Une deuxième technique puissante qui correspond au traitement de l’IA comme une personne est l’incitation à la chaîne de pensée, où vous demandez à l’IA de « réfléchir étape par étape » ou de lui fournir des instructions claires à suivre. Cela se traduit non seulement par des réponses de meilleure qualité, mais nous permet également de mieux comprendre où la réflexion de l’IA a déraillé. Et, encore une fois, les managers et les enseignants sont souvent les plus doués pour donner des instructions claires, ce qui rend la chaîne de réflexion plus efficace. Parler à une IA comme une personne semble être une nécessité pratique lors de l'invite.
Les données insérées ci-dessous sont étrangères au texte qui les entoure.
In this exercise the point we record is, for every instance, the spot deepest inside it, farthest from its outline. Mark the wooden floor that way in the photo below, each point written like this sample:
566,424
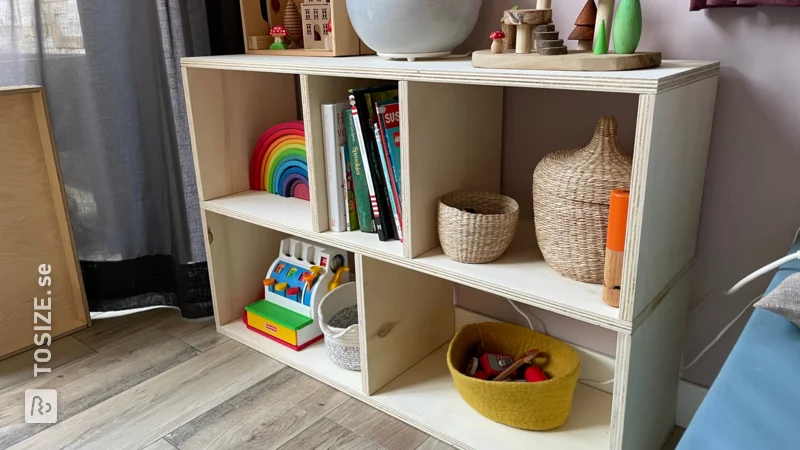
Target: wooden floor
155,381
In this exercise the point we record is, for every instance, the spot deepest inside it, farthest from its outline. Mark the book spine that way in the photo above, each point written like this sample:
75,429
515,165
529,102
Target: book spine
391,194
368,169
388,117
350,197
333,170
357,166
381,211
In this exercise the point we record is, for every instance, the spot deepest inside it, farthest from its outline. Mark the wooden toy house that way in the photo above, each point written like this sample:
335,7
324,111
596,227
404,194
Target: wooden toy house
317,39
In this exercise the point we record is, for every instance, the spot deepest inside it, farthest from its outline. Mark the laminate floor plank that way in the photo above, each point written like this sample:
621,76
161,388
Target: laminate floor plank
434,444
376,426
265,416
326,434
93,380
160,444
140,415
205,338
18,369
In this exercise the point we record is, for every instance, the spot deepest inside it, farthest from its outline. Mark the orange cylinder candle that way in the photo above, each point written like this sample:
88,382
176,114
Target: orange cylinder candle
615,245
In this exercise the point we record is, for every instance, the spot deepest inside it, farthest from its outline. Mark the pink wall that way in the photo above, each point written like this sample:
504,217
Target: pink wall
751,206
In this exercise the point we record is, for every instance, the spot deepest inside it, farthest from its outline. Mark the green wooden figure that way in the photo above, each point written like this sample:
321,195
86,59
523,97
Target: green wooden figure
627,27
600,41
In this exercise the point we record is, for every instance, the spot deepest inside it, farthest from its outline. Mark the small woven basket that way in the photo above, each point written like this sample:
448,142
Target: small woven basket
571,194
532,406
476,227
338,319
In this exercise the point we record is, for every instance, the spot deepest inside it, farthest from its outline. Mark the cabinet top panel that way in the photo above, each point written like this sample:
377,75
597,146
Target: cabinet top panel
670,75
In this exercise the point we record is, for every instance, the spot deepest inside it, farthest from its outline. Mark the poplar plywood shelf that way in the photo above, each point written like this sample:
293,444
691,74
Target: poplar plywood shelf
451,139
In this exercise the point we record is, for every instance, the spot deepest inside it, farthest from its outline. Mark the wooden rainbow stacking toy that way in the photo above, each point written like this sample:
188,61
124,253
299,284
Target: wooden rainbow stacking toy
279,164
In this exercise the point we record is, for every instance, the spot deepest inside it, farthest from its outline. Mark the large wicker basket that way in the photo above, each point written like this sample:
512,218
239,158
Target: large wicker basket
571,190
476,227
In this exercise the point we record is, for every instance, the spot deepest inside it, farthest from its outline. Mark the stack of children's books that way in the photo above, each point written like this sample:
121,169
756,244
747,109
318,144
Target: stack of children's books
362,159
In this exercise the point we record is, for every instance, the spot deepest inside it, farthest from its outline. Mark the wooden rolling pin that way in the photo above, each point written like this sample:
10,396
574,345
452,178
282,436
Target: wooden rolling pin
615,246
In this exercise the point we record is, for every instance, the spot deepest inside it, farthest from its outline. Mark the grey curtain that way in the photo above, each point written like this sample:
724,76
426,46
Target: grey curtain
111,72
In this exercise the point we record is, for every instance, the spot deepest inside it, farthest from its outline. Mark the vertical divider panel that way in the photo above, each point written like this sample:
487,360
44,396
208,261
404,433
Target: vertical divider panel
403,315
239,255
316,90
669,166
451,139
228,111
647,374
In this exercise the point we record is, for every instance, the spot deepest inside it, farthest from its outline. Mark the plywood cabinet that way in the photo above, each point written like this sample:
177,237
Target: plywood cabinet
38,263
451,139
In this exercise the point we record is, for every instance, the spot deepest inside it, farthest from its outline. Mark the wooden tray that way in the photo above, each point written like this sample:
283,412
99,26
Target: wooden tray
575,60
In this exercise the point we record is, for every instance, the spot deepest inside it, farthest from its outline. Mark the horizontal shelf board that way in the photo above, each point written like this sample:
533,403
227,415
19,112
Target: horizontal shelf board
312,360
293,216
522,274
669,75
425,397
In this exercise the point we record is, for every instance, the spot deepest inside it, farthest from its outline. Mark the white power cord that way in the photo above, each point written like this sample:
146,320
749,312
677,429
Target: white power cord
733,290
544,328
736,287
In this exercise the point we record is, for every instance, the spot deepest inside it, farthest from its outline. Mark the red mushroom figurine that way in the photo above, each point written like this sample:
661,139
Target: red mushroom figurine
278,32
497,41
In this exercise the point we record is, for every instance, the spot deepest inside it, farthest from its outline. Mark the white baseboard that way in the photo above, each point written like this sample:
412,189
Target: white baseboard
690,396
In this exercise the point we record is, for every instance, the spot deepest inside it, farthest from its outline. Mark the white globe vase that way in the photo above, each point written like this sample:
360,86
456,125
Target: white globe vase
410,29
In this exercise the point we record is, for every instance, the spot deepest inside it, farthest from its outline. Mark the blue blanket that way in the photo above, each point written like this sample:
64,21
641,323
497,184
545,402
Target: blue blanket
755,401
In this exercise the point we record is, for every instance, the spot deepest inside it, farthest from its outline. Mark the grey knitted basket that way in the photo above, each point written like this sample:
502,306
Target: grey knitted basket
338,319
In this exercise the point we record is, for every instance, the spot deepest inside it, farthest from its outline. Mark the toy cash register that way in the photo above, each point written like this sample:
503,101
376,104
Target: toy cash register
293,289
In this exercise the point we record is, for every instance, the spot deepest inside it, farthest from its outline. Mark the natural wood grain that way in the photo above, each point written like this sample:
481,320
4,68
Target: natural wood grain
205,338
30,181
384,430
403,316
160,444
669,75
151,409
228,112
648,363
93,380
265,416
459,151
312,361
669,165
327,435
573,61
316,91
18,369
239,255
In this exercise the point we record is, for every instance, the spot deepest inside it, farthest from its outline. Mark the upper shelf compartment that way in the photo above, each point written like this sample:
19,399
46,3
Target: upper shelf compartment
669,75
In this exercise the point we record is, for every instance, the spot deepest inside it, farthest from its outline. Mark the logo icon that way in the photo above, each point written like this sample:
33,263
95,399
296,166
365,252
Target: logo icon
41,406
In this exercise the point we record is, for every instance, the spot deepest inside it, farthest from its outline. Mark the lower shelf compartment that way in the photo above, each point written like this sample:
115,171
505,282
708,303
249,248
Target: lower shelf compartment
424,397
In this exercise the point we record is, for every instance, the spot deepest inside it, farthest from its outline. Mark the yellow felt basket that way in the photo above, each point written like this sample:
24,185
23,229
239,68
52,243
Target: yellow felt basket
532,406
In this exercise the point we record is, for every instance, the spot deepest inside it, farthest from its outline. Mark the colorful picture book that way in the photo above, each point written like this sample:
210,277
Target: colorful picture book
364,172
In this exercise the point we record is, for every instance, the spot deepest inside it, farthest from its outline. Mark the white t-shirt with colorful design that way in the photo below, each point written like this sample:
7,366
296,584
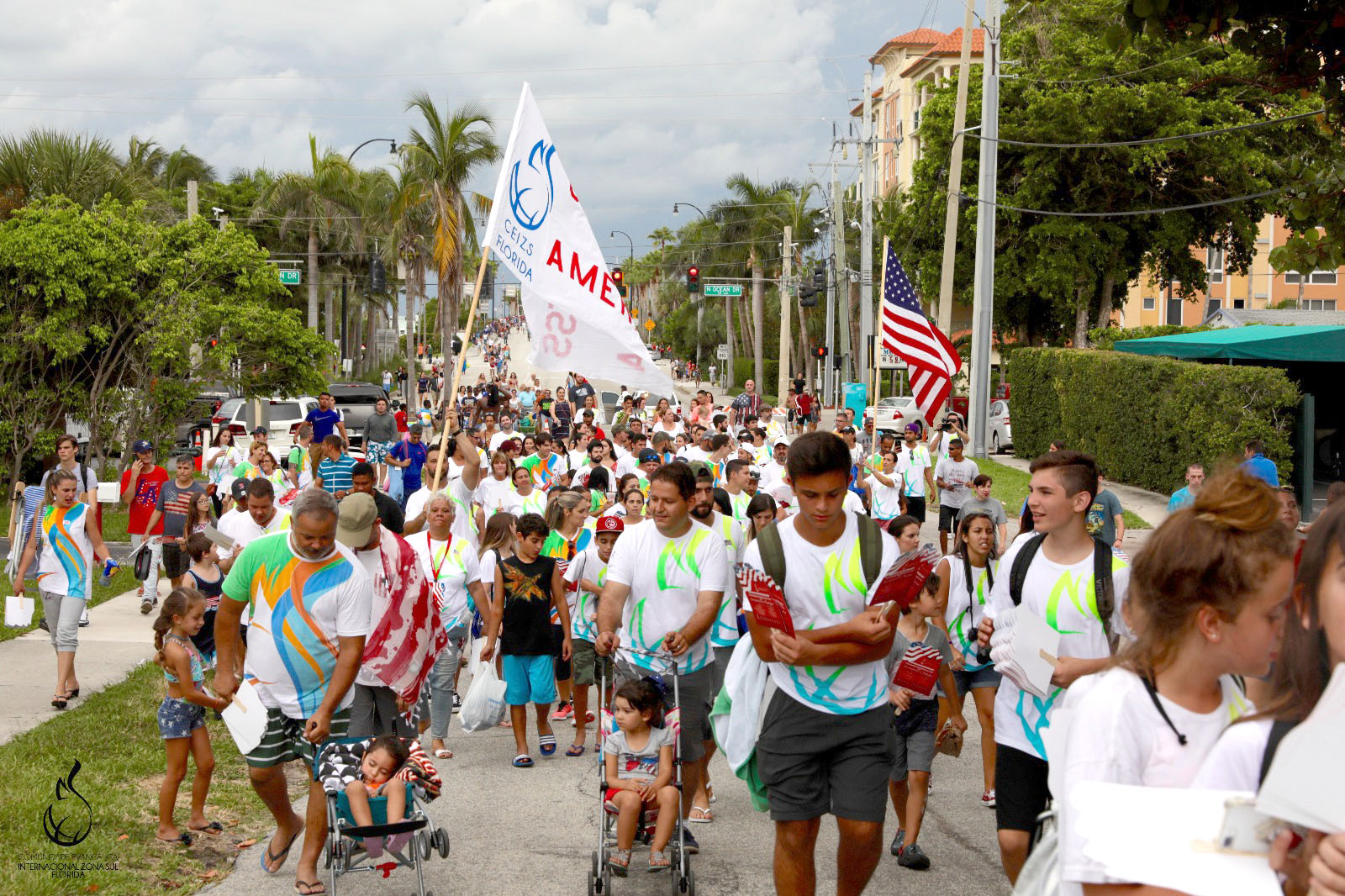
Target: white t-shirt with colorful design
300,611
666,577
450,567
825,587
1067,599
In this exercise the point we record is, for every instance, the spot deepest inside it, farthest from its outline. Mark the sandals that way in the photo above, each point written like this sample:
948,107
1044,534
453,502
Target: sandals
266,856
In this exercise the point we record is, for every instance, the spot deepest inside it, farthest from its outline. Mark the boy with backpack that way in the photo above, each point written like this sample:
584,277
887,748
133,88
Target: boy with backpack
1078,586
826,737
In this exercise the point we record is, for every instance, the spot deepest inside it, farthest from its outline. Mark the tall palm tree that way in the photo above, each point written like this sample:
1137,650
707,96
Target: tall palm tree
444,152
751,217
320,201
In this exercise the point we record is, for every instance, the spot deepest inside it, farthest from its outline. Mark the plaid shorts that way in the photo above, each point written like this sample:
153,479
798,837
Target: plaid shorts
284,739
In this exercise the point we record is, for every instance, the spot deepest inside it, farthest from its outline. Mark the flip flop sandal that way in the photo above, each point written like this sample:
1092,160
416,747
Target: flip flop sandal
277,857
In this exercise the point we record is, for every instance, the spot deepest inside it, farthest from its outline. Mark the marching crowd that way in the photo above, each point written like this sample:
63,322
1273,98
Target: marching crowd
545,537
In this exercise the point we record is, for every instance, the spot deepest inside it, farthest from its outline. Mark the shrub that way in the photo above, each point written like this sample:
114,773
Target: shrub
1145,419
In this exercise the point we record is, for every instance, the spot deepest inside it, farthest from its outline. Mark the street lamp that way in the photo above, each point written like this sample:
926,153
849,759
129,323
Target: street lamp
392,145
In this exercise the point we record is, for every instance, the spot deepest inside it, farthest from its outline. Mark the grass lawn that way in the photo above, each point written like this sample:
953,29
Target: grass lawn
1010,488
114,737
120,582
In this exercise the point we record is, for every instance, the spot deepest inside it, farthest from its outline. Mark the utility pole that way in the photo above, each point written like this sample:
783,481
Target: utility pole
867,233
783,374
982,311
950,221
829,362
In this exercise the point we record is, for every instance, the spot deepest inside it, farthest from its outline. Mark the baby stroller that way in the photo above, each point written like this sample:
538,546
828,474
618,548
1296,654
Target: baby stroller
338,766
600,873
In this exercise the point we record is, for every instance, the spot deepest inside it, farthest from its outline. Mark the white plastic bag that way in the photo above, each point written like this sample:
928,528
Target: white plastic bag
483,708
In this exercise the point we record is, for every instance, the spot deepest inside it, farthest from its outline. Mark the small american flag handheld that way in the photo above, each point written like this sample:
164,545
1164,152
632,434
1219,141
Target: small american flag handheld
767,599
919,669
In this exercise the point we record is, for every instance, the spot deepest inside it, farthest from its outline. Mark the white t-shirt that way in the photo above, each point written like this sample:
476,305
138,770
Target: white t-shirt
450,567
825,587
666,577
584,604
244,529
1114,734
885,499
1066,598
1235,761
724,633
959,475
463,517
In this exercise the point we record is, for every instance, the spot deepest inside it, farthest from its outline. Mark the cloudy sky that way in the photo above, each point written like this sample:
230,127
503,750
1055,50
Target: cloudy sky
650,103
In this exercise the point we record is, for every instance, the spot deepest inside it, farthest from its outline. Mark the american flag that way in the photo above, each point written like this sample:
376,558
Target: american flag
910,335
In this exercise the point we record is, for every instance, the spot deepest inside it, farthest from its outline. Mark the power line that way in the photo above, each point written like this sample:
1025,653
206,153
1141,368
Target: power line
1141,212
1147,140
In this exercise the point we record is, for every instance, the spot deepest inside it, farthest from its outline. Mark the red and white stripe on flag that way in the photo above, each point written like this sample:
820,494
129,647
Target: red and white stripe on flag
908,334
Et certains des risques de l’IA pourraient en fait être moindres si leurs créateurs leur donnaient de fausses personnalités plus évidentes. Vous n'êtes pas habitué à ce qu'un ordinateur fasse des erreurs, mais vous savez qu'il ne faut pas faire entièrement confiance à Sydney, votre stagiaire un peu exagéré et stressé, aussi utile soit-il. La personnalité peut finir par être un facteur de différenciation pour certains LLM. Vous aimerez peut-être que Gemini soit un peu planificateur, tandis que d'autres pourraient aimer que Claude 3 soit plus disposé à faire semblant d'avoir des émotions.

Futurs anthropomorphes


En fin de compte, même si vous ne voulez pas anthropomorphiser l’IA, elles semblent de plus en plus vouloir s’anthropomorphiser. Le format chatbot, les « mémoires » plus longues sur plusieurs conversations et des fonctionnalités telles que la conversation vocale conduisent tous à rendre les interactions de l'IA plus humaines. Je couvre généralement l'IA pour des utilisations pratiques dans ces articles, mais la plupart des sites d'IA les plus populaires se concentrent sur la création d'IA en tant que compagnons - Character.ai est le deuxième site d'IA le plus utilisé, après ChatGPT . Et si vous n’avez pas essayé le chat vocal avec un modèle d’IA pour voir l’attrait, vous devriez le faire. Vous pouvez utiliser un site de chatbot, mais vous pouvez également utiliser Pi d'Inflection gratuitement (du moins pour l'instant, une grande partie d'Inflection vient d'être achetée par Microsoft), ou ChatGPT-4 via l'application téléphonique. Ces approches semblent fonctionner. Une session de discussion moyenne avec Pi, optimisée pour le bavardage, dure plus de trente minutes.

L’anthropomorphisme est l’avenir, dans le bon comme dans le mauvais sens. Un nombre croissant d’humains ont déjà le sentiment d’entretenir des liens profonds avec l’IA, avec des conséquences imprévisibles sur nos propres interactions : aider certaines personnes tout en sauvegardant les relations humaines d’autres. Compte tenu de la tendance, traiter les IA comme des personnes semble inévitable, donc trouver comment le faire de manière sûre et productive peut être mieux que les alternatives.